Hi all,
As discussed here I proposed a PR (https://github.com/apache/beam/pull/4976) to
schedule nexmark runs as post commit
tests. the post commits run
* NM on direct runner in batch mode
* NM on direct runner in streaming mode
* NM on flink runner in batch mode
* NM on flink runner in streaming mode
* NM on spark runner in batch mode
these are the runners/modes for which all the nexmark queries run fine
there is still output like a database to be added to nexmark (it just outputs
to the console for now)
If it is too costly, we could schedule less.
Etienne
>
> So what next? Shall we schedule nexmark runs and add a Bigquery sink to
> nexmark output?
>
> Le lundi 12 mars 2018 à 10:30 +0100, Etienne Chauchot a écrit :
> > Thanks everyone for your comments and support.
> >
> > Le vendredi 09 mars 2018 à 21:28 +0000, Alan Myrvold a écrit :
> > > Great ideas. I want to see a daily signal for anything that could prevent
> > > a release from happening, and precommits
> > > that are fast and reliable for areas that are commonly broken by code
> > > changes.
> > >
> > > We are now running the java quickstarts daily on a cron schedule, using
> > > direct, dataflow, and local spark and
> > > flink in the beam_PostRelease_NightlySnapshot job, see
> > > https://github.com/apache/beam/blob/master/release/build.gr
> > > adle This should provide a good signal for the examples integration tests
> > > against these runners.
> > >
> > > As Kenn noted, the java_maveninstall also runs lots of tests. It would be
> > > good to be more clear and intentional
> > > about which tests run when, and to consider implementing additional
> > > "always up" environments for use by the tests.
> > >
> > > Having the nexmark smoke tests run regularly and stored in a database
> > > would really enhance our efforts, perhaps
> > > starting with directrunner for the performance tests.
> > Yes
> >
> > >
> > > What area would have the most immediate impact? Nexmark smoke tests?

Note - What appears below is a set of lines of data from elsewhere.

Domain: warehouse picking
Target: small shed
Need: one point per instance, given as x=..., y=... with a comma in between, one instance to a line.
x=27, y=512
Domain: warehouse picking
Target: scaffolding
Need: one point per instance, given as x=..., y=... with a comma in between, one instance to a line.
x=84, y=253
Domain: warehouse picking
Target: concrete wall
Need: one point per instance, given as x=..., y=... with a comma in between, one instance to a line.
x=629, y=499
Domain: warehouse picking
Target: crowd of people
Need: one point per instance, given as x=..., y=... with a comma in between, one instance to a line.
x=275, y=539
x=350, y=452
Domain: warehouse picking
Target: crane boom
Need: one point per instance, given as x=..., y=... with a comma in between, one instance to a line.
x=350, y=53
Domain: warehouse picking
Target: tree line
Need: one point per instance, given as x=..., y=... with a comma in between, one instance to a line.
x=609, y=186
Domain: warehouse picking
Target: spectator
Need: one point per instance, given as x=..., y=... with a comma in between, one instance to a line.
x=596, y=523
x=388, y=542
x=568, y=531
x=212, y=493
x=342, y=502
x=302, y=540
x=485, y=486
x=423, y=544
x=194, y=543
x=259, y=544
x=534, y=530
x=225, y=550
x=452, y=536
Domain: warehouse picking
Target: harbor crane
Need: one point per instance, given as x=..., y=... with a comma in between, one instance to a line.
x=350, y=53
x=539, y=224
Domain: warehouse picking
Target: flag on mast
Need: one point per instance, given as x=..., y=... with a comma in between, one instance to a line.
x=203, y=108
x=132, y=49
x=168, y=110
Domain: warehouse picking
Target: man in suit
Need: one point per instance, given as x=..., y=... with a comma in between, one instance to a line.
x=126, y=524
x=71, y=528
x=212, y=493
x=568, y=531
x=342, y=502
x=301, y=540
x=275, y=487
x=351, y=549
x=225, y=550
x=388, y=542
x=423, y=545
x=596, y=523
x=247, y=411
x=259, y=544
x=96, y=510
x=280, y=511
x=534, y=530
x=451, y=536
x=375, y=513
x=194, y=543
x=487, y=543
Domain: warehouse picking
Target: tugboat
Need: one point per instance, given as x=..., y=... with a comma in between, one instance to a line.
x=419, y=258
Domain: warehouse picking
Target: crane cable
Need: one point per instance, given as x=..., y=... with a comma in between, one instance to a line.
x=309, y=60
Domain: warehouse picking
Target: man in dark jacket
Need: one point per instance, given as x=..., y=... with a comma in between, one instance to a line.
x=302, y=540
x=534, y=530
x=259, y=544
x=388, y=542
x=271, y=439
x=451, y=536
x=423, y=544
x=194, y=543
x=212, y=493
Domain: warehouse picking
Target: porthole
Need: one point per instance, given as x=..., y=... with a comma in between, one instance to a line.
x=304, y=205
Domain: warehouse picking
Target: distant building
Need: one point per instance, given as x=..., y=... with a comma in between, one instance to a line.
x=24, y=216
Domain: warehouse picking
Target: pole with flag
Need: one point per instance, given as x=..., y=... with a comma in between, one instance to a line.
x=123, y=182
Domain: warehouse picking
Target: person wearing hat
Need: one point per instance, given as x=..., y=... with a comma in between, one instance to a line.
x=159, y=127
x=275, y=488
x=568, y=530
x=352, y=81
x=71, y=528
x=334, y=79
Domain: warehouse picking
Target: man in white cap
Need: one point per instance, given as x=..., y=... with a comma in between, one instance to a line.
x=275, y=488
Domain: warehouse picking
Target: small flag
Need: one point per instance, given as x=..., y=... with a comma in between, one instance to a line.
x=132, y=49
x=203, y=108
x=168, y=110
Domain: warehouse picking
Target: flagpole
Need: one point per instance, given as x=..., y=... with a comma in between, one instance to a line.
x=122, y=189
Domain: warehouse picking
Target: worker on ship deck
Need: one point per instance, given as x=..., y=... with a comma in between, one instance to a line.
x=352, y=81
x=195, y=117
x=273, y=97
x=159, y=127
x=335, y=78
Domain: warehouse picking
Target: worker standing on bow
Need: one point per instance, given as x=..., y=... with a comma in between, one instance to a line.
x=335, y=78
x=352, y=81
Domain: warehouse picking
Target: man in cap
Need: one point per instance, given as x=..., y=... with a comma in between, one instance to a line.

> > Yes IMHO I think that Nexmark smoke tests would have a great return on
> > investment. By just scheduling some of them
> > (at first), we enable deep confidence in the runners on real user
> > pipelines. In the past Nexmark has allowed to
> > discover regressions in performance before a release and also to discover
> > some bugs in some runners. But, please
> > note that, for this last ability, Nexmark is limited currently: it only
> > detects failures if an exception is thrown,
> > there is no check of the correctness of the output PCollection because the
> > aim was performance tests and there is no
> > point adding a slow test for correctness. Nevertheless, if we store the
> > output size (as I suggested in this thread),
> > we can get a hint on a failure if the output size is different from the
> > last stored output sizes.
> >
> > Etienne
> >
> > >
> > >
> > >
> > >
> > > On Fri, Mar 9, 2018 at 12:57 PM Kenneth Knowles <[email protected]> wrote:
> > > > On Fri, Mar 9, 2018 at 3:08 AM Etienne Chauchot <[email protected]>
> > > > wrote:
> > > > > Hi guys,
> > > > >
> > > > > I was looking at the various jenkins jobs and I wanted to submit a
> > > > > proposition:
> > > > >
> > > > > - Validates runner tests: currently run at PostCommit for all the
> > > > > runners. I think it is the quickest way to
> > > > > see
> > > > > regressions. So keep it that way
> > > > We've also toyed with precommit for runners where it is fast.
> > > >
> > > > > - Integration tests: AFAIK we only run the ones in examples module
> > > > > and only on demand. What about running all
> > > > > the IT (in
> > > > > particular IO IT) as a cron job on a daily basis with direct runner?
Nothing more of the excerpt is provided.